Medications Left at Bedside Without Ensuring Administration
Penalty
Summary
The deficiency involves a failure to ensure complete and safe medication administration for a resident when ordered medications were left at the bedside and not verified as taken. The resident, who had diagnoses including congestive heart failure and anxiety disorder and physician orders for morning doses of Furosemide 40 mg and Lorazepam 0.5 mg, was observed lying in bed with eyes closed while two white, round pills remained in a medication cup on the bedside table. A nurse confirmed the presence of the pills and identified that another licensed nurse was the assigned medication nurse for the resident. Review of the Medication Administration Record and the medication cart, along with the photograph of the pills, established that the pills were the resident’s scheduled morning doses of Lorazepam and Furosemide. The assigned nurse stated she had administered the medications at 9:34 a.m. but acknowledged that she left the Lorazepam and Furosemide at the resident’s bedside when she went to assist the resident’s roommate and did not ensure the resident actually took the medications.
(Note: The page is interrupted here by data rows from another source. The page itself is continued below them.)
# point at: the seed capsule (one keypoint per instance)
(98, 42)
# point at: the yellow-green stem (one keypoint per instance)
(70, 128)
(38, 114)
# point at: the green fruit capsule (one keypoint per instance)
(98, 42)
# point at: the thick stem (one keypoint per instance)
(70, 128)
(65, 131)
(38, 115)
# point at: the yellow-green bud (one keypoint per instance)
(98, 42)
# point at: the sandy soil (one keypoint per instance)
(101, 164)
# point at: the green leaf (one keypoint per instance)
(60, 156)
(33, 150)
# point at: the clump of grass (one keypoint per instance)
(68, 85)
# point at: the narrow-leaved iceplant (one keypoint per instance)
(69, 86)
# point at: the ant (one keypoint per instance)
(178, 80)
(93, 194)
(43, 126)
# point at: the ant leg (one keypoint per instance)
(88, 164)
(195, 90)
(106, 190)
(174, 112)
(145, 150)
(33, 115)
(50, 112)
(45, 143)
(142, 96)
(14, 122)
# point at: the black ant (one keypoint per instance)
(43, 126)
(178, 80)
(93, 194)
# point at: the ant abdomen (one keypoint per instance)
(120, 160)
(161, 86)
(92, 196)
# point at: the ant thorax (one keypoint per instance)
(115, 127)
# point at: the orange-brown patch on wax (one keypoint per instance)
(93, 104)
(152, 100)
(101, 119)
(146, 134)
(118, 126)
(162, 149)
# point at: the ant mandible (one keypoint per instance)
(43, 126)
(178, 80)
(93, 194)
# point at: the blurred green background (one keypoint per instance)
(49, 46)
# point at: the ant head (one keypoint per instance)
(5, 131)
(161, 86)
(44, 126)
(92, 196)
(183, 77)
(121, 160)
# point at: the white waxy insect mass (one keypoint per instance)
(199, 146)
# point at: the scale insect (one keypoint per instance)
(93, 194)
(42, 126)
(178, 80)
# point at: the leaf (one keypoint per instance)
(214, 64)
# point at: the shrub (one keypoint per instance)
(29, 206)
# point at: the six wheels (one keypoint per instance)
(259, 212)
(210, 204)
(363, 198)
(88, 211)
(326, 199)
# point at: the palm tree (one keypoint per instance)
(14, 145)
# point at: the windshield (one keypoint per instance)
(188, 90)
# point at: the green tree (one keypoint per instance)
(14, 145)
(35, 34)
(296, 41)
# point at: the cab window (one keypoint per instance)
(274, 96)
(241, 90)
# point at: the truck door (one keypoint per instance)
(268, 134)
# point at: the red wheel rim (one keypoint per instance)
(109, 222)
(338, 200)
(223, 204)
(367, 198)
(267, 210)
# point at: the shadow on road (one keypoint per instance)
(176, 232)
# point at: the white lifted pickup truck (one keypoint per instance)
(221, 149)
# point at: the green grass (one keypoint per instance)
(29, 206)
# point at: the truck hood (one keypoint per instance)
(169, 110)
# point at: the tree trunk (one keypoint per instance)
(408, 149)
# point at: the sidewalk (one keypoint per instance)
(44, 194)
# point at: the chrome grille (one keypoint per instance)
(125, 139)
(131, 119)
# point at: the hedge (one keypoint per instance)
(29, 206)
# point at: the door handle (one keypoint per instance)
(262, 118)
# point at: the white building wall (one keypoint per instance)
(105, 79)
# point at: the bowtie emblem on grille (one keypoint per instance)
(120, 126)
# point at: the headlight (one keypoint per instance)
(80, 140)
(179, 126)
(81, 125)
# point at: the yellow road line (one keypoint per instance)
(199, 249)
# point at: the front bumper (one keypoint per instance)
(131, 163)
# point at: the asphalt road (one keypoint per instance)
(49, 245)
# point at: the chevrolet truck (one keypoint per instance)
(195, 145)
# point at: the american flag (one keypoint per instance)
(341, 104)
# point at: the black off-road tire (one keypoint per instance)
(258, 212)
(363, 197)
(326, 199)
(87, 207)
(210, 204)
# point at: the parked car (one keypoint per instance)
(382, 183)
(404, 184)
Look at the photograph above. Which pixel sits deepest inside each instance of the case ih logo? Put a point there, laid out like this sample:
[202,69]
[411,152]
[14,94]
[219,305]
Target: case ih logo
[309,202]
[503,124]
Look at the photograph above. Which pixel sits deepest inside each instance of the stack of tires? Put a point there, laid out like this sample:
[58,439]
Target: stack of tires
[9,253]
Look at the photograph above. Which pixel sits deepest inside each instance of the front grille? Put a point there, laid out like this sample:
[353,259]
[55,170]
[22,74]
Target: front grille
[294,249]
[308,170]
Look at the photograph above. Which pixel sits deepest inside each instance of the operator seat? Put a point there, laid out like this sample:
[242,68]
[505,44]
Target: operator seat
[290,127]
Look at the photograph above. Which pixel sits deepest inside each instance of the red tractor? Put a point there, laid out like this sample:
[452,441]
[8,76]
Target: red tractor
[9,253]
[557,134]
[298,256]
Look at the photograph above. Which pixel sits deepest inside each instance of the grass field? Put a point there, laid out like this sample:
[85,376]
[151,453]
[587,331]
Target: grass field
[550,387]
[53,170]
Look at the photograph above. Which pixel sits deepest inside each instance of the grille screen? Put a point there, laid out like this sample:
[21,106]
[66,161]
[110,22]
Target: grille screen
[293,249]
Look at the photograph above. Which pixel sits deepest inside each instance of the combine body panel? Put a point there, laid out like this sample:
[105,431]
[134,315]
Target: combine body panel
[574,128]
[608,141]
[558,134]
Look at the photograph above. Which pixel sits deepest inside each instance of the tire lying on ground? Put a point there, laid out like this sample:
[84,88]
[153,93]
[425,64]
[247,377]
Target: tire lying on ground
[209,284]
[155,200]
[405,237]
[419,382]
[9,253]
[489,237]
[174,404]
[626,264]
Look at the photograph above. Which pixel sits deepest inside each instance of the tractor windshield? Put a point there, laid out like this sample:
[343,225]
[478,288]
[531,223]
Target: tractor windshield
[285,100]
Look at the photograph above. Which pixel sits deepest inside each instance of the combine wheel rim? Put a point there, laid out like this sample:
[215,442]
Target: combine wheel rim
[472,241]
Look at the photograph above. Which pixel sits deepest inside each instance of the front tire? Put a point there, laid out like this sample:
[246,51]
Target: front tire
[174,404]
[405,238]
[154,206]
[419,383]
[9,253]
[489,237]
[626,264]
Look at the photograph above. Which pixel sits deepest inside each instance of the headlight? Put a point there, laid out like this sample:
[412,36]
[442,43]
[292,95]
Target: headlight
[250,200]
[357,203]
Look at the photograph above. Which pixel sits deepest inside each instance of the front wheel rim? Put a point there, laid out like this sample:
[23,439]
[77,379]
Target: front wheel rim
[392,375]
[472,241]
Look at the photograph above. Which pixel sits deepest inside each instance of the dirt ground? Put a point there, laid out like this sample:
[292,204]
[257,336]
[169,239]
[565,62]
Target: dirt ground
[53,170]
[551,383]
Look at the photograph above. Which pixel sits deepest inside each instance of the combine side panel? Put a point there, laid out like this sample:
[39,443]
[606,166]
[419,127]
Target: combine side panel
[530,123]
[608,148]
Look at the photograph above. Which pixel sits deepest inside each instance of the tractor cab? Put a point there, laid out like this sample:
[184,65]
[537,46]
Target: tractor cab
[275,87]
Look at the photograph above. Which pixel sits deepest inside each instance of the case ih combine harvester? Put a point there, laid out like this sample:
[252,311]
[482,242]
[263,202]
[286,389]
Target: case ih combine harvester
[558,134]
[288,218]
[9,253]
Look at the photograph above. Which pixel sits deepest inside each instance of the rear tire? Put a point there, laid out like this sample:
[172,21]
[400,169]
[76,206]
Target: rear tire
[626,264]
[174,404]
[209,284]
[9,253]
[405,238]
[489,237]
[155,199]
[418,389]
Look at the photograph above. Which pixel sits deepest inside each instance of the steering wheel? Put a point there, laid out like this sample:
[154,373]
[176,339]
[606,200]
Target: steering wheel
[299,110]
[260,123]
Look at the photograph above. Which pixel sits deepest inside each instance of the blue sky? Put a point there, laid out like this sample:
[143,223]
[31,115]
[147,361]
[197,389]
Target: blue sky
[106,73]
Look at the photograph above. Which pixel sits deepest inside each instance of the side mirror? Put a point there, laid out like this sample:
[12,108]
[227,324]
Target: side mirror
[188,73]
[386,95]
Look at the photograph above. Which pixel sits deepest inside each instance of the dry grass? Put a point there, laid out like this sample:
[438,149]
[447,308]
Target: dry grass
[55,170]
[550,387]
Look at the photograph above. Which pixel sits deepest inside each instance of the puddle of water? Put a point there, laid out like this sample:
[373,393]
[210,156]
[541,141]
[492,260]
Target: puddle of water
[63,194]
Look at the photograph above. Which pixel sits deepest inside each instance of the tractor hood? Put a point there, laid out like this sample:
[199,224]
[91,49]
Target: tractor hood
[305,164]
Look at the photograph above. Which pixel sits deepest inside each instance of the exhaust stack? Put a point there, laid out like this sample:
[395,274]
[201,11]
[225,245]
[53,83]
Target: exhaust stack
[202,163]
Facility staff, including another licensed nurse, the director of staff development, and the DON, all stated that complete medication administration requires ensuring residents safely and fully swallow medications, including checking the mouth, and that medications should not be left at the bedside or on a bedside table. Facility documents, including a lesson plan on nursing documentation and the policy on administering medications, indicated that residents must take and swallow medications before staff leave the room and that no medications should be left by the bedside, and that medications are to be administered in a safe and timely manner as prescribed.